Study Guide

The Golem and the Jinni Freedom and Confinement

By Helene Wecker

Freedom and Confinement

If we were to think of confining settings for a novel, we could dream up a few. A tiny apartment, say, or a room full of coffins. We would not pick New York City. But the Big Apple is a big prison for the Jinni in The Golem and the Jinni, because he is used to the freedom of the desert. Meanwhile, the Golem wishes she could be confined, because she longs for another master to call her own (or to call her his own, as the case may be). With such different views of freedom, how will these two ever get along?

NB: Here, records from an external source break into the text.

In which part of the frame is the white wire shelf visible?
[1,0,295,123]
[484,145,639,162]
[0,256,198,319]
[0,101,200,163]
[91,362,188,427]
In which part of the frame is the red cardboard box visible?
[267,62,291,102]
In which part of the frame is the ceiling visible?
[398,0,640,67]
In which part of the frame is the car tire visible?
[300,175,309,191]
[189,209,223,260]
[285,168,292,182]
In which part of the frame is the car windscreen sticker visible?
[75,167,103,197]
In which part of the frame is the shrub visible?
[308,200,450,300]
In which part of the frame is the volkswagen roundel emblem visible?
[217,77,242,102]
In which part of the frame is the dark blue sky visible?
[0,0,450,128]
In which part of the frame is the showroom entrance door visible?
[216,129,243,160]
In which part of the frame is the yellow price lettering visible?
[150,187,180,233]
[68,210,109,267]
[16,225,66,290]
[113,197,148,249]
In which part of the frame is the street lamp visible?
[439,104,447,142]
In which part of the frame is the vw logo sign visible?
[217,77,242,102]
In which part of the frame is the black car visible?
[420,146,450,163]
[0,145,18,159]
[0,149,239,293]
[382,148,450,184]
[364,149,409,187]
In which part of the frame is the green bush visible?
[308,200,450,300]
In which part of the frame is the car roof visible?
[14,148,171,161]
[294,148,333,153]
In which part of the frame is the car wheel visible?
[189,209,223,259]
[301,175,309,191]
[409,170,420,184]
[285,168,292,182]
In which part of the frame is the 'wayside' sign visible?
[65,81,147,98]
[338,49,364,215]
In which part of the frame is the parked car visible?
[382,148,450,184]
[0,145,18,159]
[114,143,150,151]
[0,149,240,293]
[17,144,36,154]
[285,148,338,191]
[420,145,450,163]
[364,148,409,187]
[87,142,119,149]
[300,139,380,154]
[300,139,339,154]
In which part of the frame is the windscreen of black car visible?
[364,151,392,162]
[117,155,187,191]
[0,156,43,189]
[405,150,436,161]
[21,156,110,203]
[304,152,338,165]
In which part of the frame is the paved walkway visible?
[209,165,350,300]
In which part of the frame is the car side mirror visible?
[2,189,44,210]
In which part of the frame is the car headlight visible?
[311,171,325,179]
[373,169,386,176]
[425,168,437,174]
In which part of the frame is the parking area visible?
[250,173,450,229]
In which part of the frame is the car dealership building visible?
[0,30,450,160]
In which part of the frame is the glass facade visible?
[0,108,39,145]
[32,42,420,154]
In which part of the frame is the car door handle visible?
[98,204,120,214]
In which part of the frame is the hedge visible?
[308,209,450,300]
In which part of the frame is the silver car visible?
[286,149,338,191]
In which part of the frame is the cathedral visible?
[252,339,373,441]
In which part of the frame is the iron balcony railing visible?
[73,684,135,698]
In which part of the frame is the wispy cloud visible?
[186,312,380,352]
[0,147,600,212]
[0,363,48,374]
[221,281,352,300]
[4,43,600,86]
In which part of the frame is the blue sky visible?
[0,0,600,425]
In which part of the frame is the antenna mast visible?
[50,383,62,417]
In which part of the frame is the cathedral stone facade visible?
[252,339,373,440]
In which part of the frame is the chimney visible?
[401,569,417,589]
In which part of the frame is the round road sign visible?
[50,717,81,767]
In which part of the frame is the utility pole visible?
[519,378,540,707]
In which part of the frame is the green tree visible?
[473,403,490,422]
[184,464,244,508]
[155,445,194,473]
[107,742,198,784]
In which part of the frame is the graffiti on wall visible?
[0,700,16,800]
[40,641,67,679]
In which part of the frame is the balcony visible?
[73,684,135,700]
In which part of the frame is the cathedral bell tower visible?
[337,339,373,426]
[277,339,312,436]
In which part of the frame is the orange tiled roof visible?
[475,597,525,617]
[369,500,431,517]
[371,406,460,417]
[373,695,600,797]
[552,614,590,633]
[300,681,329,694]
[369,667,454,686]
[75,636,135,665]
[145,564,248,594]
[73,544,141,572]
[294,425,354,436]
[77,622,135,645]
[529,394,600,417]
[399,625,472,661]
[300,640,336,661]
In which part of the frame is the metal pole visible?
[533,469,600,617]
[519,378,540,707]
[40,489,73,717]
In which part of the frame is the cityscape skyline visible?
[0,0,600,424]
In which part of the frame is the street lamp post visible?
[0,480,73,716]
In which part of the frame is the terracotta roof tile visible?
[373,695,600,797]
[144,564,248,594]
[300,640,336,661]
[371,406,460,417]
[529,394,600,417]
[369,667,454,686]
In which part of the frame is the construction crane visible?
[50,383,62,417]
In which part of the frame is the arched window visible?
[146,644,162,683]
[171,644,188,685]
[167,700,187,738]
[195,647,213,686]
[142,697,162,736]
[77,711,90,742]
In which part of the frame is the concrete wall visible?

Questions About Freedom and Confinement

  1. How do the Golem's and the Jinni's views on servitude differ? Be specific, please.
  2. Is the Golem truly comfortable with a master? Or does she learn to appreciate her freedom? Use the text to support your claim.
  3. Even though the Jinni is no longer confined to the flask, is he free? What does freedom mean to him?
  4. Which non-supernatural characters in the book experience feelings of confinement?

Chew on This

The Golem has the most complicated relationship with freedom. Although she was made to be bound to a master, she likes having free will—or at least, she likes not hurting people. Her happiness depends on her master.

The Jinni learns that there are different degrees of freedom. While he may never be as free as he was in the Syrian Desert, he can still appreciate many things life has to offer.